We installed the App Catalog today in production and got the dreaded "Cannot connect to the application server" error when opening the catalog. There are a number of reasons this can happen. Microsoft has listed many of them here. We came up with a new reason on our own: TLS 1.0. Knowing that SSL 3.0 and TLS 1.0 are no longer considered secure protocols, we disabled them long ago. There are a number of places in CM where disabling those can break things. Well, you can add the app catalog to the list. It needs TLS 1.0 enabled (both client and server). Enabling without restarting any services cleared the error up immediately.
I found no blog posts for forum questions mentioning this setting, but I assume as more people move towards removing old protocols, it might pop up more often. And I do expect Microsoft to address this at some point so I can go back and disable TLS 1.0 again (and hopefully 1.1 as well).
Direct from the developer at Microsoft regarding the CM network access account: it does NOT need full permissions to the CM cache folder for Peer Cache. I thought this was the case myself and evidently documentation will be coming soon regarding this. Full permission to me seemed so insane that I didn't bother testing it and simply assumed Peer Cache to be a beta product not worthy of looking at. I happily stand corrected!

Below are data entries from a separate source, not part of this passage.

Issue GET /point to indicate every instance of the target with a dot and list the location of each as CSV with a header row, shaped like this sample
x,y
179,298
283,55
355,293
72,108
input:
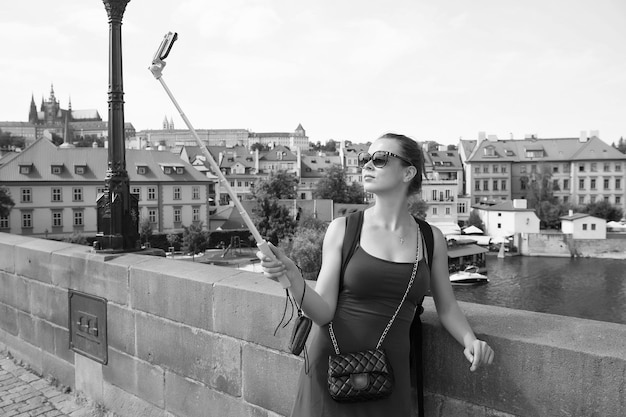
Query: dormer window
x,y
25,168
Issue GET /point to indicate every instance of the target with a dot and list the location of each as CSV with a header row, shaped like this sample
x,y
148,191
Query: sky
x,y
344,69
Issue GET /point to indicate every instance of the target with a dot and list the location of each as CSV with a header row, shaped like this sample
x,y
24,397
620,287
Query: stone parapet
x,y
189,339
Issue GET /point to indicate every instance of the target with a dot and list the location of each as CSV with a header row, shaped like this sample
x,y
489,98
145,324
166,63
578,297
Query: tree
x,y
334,186
475,220
6,202
195,239
281,185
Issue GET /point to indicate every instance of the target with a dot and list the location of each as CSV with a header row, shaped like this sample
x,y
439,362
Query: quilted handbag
x,y
360,376
364,375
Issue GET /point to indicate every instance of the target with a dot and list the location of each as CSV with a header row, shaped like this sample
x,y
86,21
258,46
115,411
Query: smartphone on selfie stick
x,y
156,68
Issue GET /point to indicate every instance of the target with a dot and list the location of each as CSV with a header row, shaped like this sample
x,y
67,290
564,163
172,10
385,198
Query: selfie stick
x,y
156,68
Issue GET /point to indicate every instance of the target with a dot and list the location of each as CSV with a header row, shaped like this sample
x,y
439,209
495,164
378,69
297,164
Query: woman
x,y
374,282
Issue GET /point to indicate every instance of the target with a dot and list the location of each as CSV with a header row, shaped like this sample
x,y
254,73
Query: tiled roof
x,y
42,154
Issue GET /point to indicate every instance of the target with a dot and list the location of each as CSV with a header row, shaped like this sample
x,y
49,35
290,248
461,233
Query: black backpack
x,y
351,237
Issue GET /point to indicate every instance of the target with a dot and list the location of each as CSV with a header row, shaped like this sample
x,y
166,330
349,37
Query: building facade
x,y
55,189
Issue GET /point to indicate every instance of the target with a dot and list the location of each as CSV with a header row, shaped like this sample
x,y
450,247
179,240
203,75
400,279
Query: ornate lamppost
x,y
117,208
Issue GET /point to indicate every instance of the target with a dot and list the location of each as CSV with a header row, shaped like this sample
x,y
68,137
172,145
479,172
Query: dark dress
x,y
372,290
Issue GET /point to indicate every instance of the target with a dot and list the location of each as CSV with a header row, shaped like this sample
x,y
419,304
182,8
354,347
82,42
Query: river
x,y
589,288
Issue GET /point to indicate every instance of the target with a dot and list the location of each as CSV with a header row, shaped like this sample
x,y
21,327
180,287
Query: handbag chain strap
x,y
406,293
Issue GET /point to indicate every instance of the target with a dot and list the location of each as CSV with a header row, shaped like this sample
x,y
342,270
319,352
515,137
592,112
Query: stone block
x,y
168,288
212,359
62,371
88,374
270,378
15,291
123,403
7,250
136,377
121,328
250,307
184,397
49,303
8,319
33,259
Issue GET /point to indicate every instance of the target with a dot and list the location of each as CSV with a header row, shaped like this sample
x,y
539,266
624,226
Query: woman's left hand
x,y
479,353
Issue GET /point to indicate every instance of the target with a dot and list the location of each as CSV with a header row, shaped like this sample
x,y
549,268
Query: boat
x,y
468,276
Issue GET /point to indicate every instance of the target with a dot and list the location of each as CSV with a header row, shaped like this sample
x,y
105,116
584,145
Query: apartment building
x,y
55,189
576,170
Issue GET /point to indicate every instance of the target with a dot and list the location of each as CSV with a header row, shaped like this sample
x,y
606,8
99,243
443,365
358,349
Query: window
x,y
57,219
26,195
152,215
78,218
77,194
27,220
57,194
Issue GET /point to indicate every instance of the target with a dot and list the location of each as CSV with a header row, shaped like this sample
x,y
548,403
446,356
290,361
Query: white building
x,y
583,226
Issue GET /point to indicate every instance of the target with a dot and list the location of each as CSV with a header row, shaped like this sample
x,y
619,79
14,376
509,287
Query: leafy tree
x,y
334,186
6,202
475,220
281,185
274,222
418,207
195,239
604,210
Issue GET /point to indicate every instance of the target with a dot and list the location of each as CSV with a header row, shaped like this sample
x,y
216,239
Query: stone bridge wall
x,y
187,339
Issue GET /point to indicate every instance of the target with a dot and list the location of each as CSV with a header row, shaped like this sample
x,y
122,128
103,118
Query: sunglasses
x,y
379,158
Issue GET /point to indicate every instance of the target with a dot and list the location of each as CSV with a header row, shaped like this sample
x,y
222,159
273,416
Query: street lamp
x,y
117,208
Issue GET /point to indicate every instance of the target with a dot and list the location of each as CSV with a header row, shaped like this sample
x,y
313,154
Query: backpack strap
x,y
351,238
415,359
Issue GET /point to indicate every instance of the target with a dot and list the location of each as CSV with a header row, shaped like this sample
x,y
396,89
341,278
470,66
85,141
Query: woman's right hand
x,y
282,265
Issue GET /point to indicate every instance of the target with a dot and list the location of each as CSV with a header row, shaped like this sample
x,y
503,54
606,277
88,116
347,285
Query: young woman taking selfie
x,y
370,301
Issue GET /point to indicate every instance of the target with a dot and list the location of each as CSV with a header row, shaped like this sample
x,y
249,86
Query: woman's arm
x,y
318,304
450,314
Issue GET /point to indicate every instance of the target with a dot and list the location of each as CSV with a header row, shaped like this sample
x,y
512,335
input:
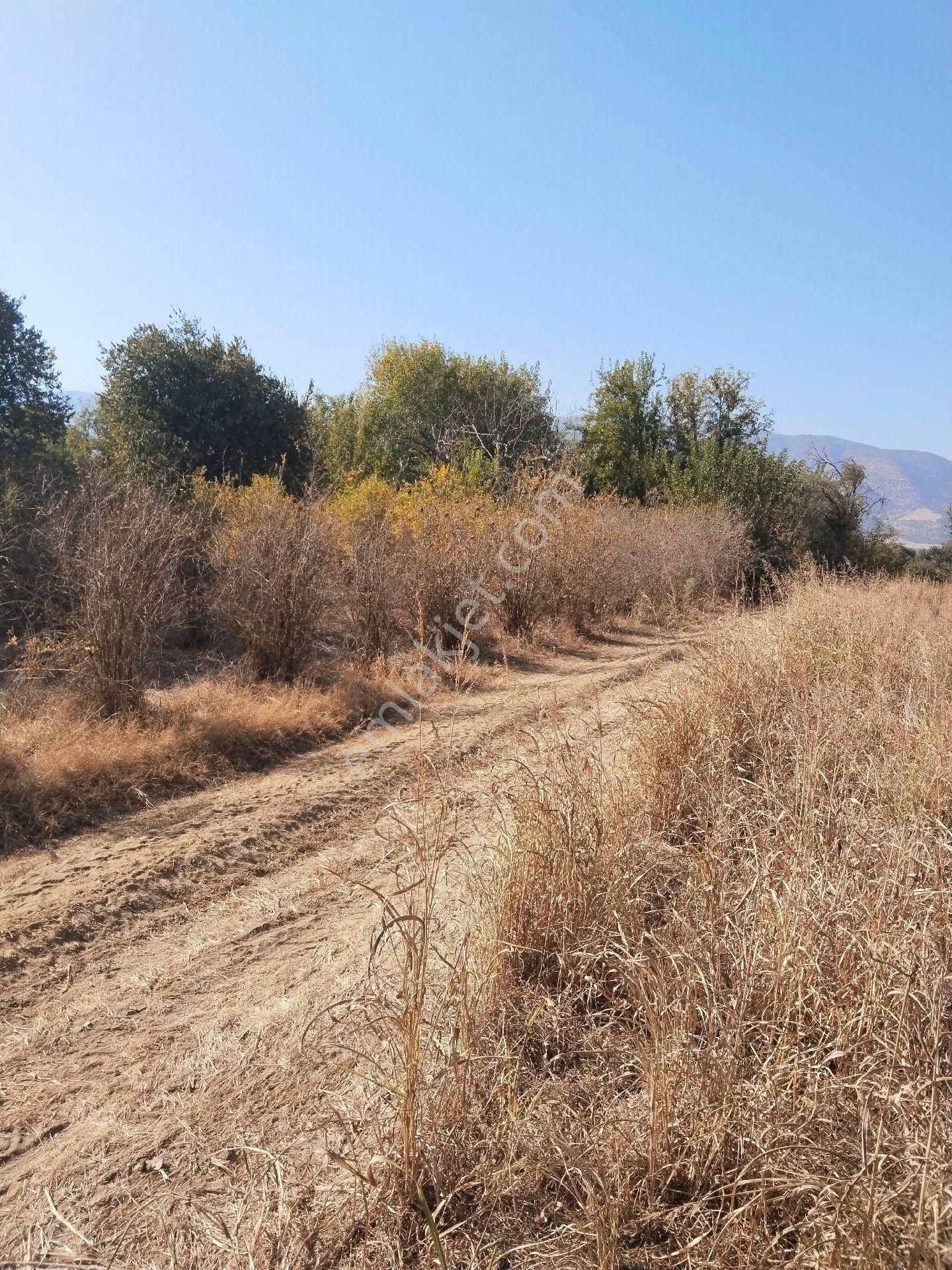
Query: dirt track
x,y
155,977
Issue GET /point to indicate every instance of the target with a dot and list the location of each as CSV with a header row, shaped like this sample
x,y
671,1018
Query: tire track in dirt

Now all they need is some throttling. :-)
If you have a CAS (you shouldn't), and if you have enabled distributed views, you might want to hold off from upgrading to SP1 for CM12 R2.
It sounds like we'll need a hotfix for the upgrade so that certain tables and views are checked for during the upgrade. When you enable distributed views, views are created to show data left on primary sites that is not on the CAS. The upgrade isn't expecting those so when it goes to recreate tables, the name is in use (as are some keys in indexes) and the upgrade fails. The ugly part for me is that it failed so far in that running recovery using my SQL backup wouldn't work.
So will this fail for you too? I'm not sure. It might just be my certain layout that wasn't tested. Let me describe it.
PR1 has just the hardware inventory node enabled for distributed views.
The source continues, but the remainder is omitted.